Accusing the US of demonizing China, he argued that this would not be enough to cast a shadow on Chinese companies. "More and more countries do not want to be beholden to American rhetoric," he added.

But, decoupling will not be easier, he underlined.

People are differentiating "between rhetoric and real business," he said, pointing to the rise in Chinese exports over the last one-and-a-half fiscal years to both the US and other countries. He acknowledged, however, that the EU could "tighten some of the rules, as it has some reservations."

Chinese companies are meanwhile looking to get listed in Hong Kong and Singapore, he added.

Alibaba Group Holding was recently added to the delisting watchlist, and announced that it would be seeking a primary listing in Hong Kong.

Leung argued that the US would not be able to prosecute "any Chinese company or its executives if there is no evidence to link Chinese big tech to the Communist Party of China."

Einar Tangen, a senior fellow from the Beijing-based Taihe Institute, said that the US was "ramping up its America First, home shoring program."

Pointing to the new CHIPS Bill, which will subsidize American semiconductor manufacturers at the expense of Taiwan, South Korea, and Japan, Einar said Taiwan "in particular will be hit hard as it currently exports 90% of the advanced chips the US uses."

"Semiconductors represent 25% of Taiwan's gross domestic product and 40% of its exports. If the US strategy is successful, it will devastate Taiwanese economy and eviscerate its strategic value," he said.

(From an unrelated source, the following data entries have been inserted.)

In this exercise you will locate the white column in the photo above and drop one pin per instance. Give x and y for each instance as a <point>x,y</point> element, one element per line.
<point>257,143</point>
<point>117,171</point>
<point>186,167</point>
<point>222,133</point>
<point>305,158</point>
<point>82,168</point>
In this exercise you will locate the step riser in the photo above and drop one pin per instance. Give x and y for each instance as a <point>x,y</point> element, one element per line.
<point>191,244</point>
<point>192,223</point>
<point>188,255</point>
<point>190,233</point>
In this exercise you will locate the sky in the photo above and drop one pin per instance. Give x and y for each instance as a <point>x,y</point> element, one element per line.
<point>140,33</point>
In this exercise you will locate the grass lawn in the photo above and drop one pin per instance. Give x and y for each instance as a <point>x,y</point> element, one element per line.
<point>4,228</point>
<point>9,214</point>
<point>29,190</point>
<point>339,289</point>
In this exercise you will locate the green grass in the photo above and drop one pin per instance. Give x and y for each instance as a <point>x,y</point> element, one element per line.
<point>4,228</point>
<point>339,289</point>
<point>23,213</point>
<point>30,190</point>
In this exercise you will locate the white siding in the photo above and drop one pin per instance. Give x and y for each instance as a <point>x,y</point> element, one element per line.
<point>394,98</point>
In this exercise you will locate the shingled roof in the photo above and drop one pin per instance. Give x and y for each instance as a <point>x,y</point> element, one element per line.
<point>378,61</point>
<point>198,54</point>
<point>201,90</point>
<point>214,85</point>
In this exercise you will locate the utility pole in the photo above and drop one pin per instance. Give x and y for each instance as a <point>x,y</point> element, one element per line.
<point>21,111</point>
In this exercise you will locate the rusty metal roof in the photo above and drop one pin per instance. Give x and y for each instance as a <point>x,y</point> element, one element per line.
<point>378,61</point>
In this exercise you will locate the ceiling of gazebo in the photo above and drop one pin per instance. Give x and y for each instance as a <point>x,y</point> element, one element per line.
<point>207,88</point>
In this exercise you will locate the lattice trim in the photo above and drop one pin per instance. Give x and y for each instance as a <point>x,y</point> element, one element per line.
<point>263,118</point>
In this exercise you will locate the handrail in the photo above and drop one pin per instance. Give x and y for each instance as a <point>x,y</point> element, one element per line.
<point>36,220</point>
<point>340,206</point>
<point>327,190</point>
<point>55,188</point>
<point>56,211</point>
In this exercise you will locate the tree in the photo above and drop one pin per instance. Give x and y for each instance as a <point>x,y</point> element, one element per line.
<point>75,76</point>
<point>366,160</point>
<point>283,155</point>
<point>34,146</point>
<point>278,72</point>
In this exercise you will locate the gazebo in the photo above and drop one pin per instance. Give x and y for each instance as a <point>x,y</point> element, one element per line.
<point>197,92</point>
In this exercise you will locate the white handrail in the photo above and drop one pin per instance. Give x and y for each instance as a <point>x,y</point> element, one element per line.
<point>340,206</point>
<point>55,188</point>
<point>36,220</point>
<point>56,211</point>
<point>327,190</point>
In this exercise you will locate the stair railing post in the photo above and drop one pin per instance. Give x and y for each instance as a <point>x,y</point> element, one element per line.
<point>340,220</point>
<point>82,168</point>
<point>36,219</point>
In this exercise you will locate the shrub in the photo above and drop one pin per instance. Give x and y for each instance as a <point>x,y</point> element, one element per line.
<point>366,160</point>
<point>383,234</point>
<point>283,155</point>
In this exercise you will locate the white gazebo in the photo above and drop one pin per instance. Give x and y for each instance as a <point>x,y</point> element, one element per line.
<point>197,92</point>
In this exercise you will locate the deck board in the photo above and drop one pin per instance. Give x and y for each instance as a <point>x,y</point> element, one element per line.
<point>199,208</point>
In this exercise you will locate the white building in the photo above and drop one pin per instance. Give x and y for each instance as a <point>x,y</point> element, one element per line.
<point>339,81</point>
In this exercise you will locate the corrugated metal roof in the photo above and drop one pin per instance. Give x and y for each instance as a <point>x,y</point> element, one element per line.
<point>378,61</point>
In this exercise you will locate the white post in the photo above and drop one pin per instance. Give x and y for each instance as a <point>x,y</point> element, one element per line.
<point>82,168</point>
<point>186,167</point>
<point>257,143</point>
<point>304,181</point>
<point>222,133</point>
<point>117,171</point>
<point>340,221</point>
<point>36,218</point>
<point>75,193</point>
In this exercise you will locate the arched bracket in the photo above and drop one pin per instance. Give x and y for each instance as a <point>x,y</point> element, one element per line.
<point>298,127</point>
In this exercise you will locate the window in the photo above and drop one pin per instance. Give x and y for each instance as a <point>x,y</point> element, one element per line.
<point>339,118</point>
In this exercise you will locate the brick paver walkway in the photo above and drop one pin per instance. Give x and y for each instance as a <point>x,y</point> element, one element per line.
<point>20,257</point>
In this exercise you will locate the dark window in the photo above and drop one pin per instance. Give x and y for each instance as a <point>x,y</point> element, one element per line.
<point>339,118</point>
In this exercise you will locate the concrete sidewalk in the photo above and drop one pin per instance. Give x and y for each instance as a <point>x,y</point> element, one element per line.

Chinese firms expecting 'Huawei treatment'

Given that this is "what the US is doing to allies," said Einar, adding Chinese companies are expecting more "Huawei treatment," getting out "before they are forced out."

The US has accused the China-based tech giant of using tactics to share information with Beijing -- claims that the company has rejected allegations.

Einar said data generation and flows have been deemed issues of national security. "Now, countries are erecting cyber walls that will also wall out foreign competitors in every area of the digital economy, resulting in less innovation and higher prices for the end consumers."

As many Chinese firms are involved in data, he added, they see the US' behavior as "ultra-protectionist."

However, bilateral trade is unlikely to be affected by this, Einar said.

"Trade will remain relatively strong because of China's position in the supply chain in terms of cost and availability," he insisted, adding the companies delisting were doing so defensively.

The one aspect on which the US and China have made little headway is mutually acceptable accounting standard for Chinese companies. "The second, is the general level of economic, political, and security pressure Beijing perceives coming from the US."

"Given what the US was willing to do to Taiwan, they believe they have a short future in the US as it turns towards economic nativism," he concluded.